As winter weather moves into northwestern Nevada, the search for adventurer Steve Fossett is getting help from a high-tech, high-altitude mapping system.
Fossett disappeared Sept. 3 while flying a Super Decathlon over the area. No trace of the millionaire adventurer or his airplane have been found, despite an intensive search involving law enforcement, volunteers, the Army, U.S. Air Force and Civil Air Patrol, as well as satellite imagery.
The wide-scale search for Fossett was called off last month. Now a ranch-based team is pursuing leads as they come in. The searchers are utilizing High Altitude Mapping Missions (HAMM) photography. The images, taken from a jet, generate an image with a pixel size of 6 inches, many times more detailed than standard satellite images.

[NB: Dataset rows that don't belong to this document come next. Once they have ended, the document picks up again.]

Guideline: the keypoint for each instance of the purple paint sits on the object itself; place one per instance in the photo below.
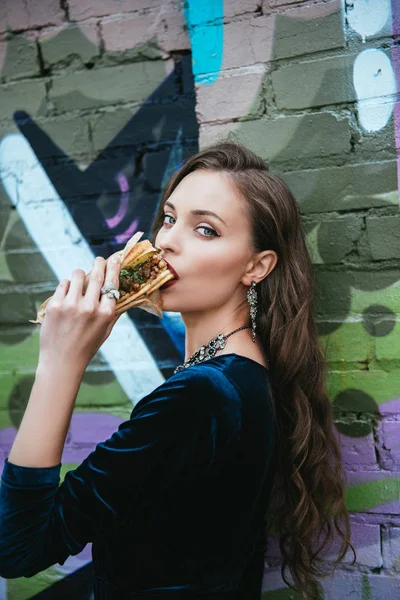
(396, 69)
(85, 431)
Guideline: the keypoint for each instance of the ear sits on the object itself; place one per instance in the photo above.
(260, 266)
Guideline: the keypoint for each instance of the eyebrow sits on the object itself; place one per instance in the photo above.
(198, 212)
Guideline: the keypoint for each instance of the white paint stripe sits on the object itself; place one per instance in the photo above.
(368, 17)
(50, 225)
(375, 85)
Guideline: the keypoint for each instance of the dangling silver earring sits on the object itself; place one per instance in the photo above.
(252, 300)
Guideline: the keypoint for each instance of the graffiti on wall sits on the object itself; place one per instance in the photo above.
(59, 211)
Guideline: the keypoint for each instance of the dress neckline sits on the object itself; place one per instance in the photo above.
(240, 356)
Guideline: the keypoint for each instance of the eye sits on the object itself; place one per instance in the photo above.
(166, 216)
(212, 234)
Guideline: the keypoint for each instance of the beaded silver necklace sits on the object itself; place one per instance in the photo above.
(209, 350)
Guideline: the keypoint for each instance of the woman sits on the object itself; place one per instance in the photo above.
(177, 501)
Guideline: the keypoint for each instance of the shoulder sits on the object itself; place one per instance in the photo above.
(195, 389)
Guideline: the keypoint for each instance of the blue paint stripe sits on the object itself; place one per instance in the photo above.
(204, 19)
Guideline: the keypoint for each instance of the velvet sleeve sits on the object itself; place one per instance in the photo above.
(42, 522)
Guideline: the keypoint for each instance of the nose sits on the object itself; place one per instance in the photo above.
(167, 240)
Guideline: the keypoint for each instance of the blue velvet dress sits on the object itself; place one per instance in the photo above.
(173, 502)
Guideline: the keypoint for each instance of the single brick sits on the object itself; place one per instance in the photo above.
(385, 348)
(29, 96)
(254, 37)
(230, 97)
(166, 29)
(349, 187)
(389, 444)
(353, 292)
(385, 587)
(278, 3)
(307, 29)
(156, 124)
(70, 41)
(366, 540)
(18, 15)
(286, 137)
(381, 386)
(358, 452)
(346, 585)
(391, 547)
(20, 57)
(112, 85)
(84, 9)
(238, 7)
(370, 21)
(384, 236)
(315, 83)
(71, 136)
(333, 238)
(90, 429)
(349, 343)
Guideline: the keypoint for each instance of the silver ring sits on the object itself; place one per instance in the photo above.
(110, 290)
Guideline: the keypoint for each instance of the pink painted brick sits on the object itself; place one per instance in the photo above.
(20, 14)
(254, 37)
(84, 9)
(391, 548)
(229, 97)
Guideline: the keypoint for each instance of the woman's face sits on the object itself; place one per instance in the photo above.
(209, 252)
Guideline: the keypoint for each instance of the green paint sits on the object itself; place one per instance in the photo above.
(366, 593)
(349, 343)
(381, 385)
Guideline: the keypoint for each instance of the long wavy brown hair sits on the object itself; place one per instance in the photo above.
(308, 510)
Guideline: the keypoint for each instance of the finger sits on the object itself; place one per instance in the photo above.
(113, 268)
(61, 291)
(96, 280)
(75, 291)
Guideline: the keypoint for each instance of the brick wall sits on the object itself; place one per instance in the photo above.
(100, 101)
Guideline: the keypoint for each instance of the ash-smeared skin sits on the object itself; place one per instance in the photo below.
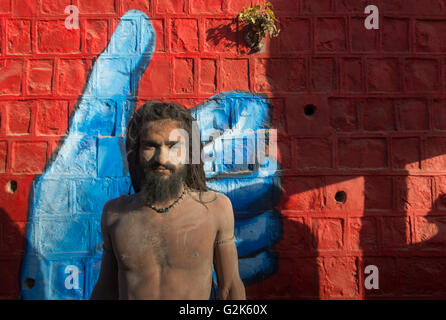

Flying at approximately 20,000 feet AGL over the mountainous terrain, the HAMM aircraft will photograph 800 square miles an hour or about 2,000 square miles a day.
Rotary and fixed wing aircraft, as well as ground personnel, will be dispatched to run down leads.
According to the searchers, they are focusing on areas considered “promising” based on GPS traces from the aircraft involved in earlier searches.
The mountainous areas are being searched first, before they are covered with snow. In addition, several local lakes have been searched using side-scan sonar.